The Sedan Heritage Trail – available from the Sedan Hotel – is a good way to discover the town. Once a busy railway town, complete with steam flour mill and agricultural machinery factory, Sedan was settled in the 1850s by Lutheran Old High German settlers which fled Europe from religious persecution. The town was originally a private subdivision of Section 52. Some speculate the town is named for the Battle of Sedan in the Franco-Prussian War. which took place 1870. This war took place after the building of the township started and due to the persecution of Lutherans by the Prussian Emperor of the time; Given that the early German settlers came to Australia to be free from war and live peacefully, it is most likely the town was named after the settlers' ancestral homeland or a place of Asylum for religious refugees. Sedan in Europe, once German Lutheran was founded in 1424 and in the sixteenth century, became an official asylum for the Protestant émigrés (Lutheran Refugees) from the religious wars, annexed to France in 1642. These refugees were known as Huguenots. The Lutheran church at the center of the town opened in 1873. Due to speculations surrounding their German heritage. The founding father of the town donated the buildings to the Lutheran church and community.
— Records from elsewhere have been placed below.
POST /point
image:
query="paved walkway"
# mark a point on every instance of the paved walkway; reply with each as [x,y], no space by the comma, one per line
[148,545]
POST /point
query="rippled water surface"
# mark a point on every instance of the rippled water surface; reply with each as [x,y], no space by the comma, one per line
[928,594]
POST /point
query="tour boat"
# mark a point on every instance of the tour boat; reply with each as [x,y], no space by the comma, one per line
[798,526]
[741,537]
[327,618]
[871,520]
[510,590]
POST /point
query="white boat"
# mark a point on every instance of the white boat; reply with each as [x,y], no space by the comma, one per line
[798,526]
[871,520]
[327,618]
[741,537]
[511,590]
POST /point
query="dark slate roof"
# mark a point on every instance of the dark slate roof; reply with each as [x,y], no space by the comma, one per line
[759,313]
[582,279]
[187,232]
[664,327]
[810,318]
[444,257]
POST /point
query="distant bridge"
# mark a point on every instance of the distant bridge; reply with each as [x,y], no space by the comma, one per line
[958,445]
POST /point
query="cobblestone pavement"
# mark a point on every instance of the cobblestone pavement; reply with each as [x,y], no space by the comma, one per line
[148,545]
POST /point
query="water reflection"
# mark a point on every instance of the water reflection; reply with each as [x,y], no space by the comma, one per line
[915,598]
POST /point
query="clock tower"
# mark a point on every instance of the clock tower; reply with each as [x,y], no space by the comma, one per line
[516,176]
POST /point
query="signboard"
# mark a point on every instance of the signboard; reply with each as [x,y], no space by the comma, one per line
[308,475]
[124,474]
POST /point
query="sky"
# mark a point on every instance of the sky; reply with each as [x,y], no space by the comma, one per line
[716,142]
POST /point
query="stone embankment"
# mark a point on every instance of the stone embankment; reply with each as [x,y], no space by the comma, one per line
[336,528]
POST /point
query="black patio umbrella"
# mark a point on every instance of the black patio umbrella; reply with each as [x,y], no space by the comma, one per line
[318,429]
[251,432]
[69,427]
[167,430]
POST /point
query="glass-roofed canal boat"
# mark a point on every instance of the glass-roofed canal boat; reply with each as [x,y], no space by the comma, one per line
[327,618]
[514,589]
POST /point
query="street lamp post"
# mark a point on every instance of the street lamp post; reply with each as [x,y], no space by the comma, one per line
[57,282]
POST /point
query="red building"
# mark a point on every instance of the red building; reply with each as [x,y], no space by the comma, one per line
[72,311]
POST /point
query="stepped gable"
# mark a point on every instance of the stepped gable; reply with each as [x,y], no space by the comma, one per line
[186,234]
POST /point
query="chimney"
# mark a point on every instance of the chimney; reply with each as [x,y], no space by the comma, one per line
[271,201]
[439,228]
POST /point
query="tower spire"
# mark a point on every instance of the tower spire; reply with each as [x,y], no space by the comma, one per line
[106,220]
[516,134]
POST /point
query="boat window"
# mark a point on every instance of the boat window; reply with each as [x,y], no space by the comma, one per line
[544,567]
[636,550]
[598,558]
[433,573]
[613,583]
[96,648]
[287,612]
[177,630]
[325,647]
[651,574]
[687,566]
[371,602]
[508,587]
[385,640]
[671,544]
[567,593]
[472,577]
When the amalgamated District Council of Keyneton and Swan Reach was established in 1933, Sedan was chosen to be the seat of council. Later the council name was changed to reflect the seat, becoming the District Council of Sedan.

==Pine Hut Creek==
Pine Hut Creek and Pine Hut Plain are historic names for areas to the south of the township in the locality of Sedan. The creek flows from the eastern side of the Mount Lofty Ranges to the Murray River. There was once a Congregational Church school which closed in 1880 and government school from 1900 to 1910. There is a small cemetery no longer used.